Celebrating Happiness, Not Comparing It!

Dear Reader:

Oh…the joy of being alive to see how my definition of happiness has altered throughout all the stages of my life. At the present moment…my happiness is being surrounded with close friends and family. I finally have it…it is not what we have in our lives that make us happy but who!

These days I see a metaphor between clouds and happiness. They are both best enjoyed with sight and emotion …but don’t ever try to dissect or over-analyze them ….If one does… the disappointing reality of the parts  never add back up to give us that original first impression of sheer beauty mixed with undefinable happiness.

Overthinking any situation or circumstance brings immediate disillusionment…God wants us to lose ourselves in His spectacular, undefinable beauty and love so happiness fills us to the point of overflowing onto others. Sharing unspeakable happiness is the apex of cementing relationships far beyond the mundane.

Growing up in the fifties (with only one parent who was physically challenged) made me feel left out when I became old enough to start spending the night with friends and realizing that my family situation was quite different than most of my peers’ lives.

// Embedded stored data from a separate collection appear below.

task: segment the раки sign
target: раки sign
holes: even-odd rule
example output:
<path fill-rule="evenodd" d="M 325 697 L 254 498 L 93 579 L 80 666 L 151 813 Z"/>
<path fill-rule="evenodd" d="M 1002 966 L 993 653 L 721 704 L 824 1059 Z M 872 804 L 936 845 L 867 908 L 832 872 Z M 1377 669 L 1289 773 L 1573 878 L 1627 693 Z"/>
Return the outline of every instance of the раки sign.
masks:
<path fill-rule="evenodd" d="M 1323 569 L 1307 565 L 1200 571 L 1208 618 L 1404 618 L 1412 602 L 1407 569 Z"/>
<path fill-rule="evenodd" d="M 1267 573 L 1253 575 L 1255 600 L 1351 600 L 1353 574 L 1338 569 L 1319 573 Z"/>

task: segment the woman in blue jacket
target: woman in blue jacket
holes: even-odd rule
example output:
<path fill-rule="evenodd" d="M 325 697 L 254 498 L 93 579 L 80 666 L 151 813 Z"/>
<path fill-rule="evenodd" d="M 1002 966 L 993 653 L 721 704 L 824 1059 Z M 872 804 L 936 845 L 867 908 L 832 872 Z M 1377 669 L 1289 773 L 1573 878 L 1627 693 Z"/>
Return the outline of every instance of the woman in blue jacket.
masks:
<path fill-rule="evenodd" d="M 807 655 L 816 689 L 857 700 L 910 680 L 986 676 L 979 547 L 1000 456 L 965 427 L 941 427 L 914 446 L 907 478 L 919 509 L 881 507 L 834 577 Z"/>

I am ashamed to admit that I went through a stage (I was about twelve or thirteen) when I didn’t want my peers to know that I came from a different type of family household. So I never invited any friends home with me…just my cousins who knew and grew up with me not thinking much about it at all.

Yet today I realize just how close my family really was because of the differing circumstances beyond anyone’s control…and how supportive my extended family, on both sides, were throughout my childhood and youth.

We always think happiness (like the grass is greener metaphor)…happens to others, not us.  Yet now as adults my cousins have admitted to Ben and myself just how envious they were of the closeness in our family …including our wonderful housemaid/best friend/ Dora, my second mother and no doubt a divine messenger.

I was so fortunate, later, to have mother in her retirement years live with me because I was finally able to see her free from all the earlier stresses of raising three children and making daily decisions alone.

Now I understand the happiness she so deservedly received…living with me, home security, watching her children mature in adulthood while simultaneously delighting in her grandchildren.

I am there now and my friends with similar situations all agree that the best kept secret in life is this wonderful period after the children leave to follow their lives, discover the loves of their lives, and return with another generation of family so we can watch the future genealogy unfold before us. It is a wonderful time-period.

(*Being able to leave the parent-child relationship behind to become close friends with your adult children is the goal I think we all hope and pray transpires at some point in our lives.)

So until tomorrow….May we immerse ourselves in each day with all the happiness we can give and receive. There will never be another day again, in our lives, just like it.

“Today is my favorite day”  Winnie the Pooh

After my oncology appointment yesterday I drove over to Walsh’s to stay with Eloise while she took her late morning/early afternoon nap… while Walsh got some chores done around the house. Then we went and grabbed some late lunch before I headed back.

*Mollie and Rutledge flew out last Friday to surprise Bruce (Mollie’s dad) for a special retirement retreat…with all the family and close friends arriving to surprise him.

Another surprise for Marcia and Bruce…two close couple friends of theirs dressed up like hillbilly fishermen and proceeded to sit in the dining area while other diners (including Marcia) stared at this strange group with their, loud, boisterous behavior…only for Marcia and Bruce to discover they were all in on the surprise for Bruce’s retirement. 🙂 So creative! Happiness is family and close friends!

 

 

 

 

 

About Becky Dingle

I was born a Tarheel but ended up a Sandlapper. My grandparents were cotton farmers in Laurens, South Carolina and it was in my grandmother’s house that my love of storytelling began beside an old Franklin stove. When I graduated from Laurens High School, I attended Erskine College (Due West of what?) and would later get my Masters Degree in Education/Social Studies from Charleston Southern. I am presently an adjunct professor/clinical supervisor at CSU and have also taught at the College of Charleston. For 28 years I taught Social Studies through storytelling. My philosophy matched Rudyard Kipling’s quote: “If history were taught in the form of stories, it would never be forgotten.” Today I still spread this message through workshops and presentations throughout the state. The secret of success in teaching social studies is always in the story. I want to keep learning and being surprised by life…it is the greatest teacher. Like Kermit said, “When you’re green you grow, when you’re ripe you rot.”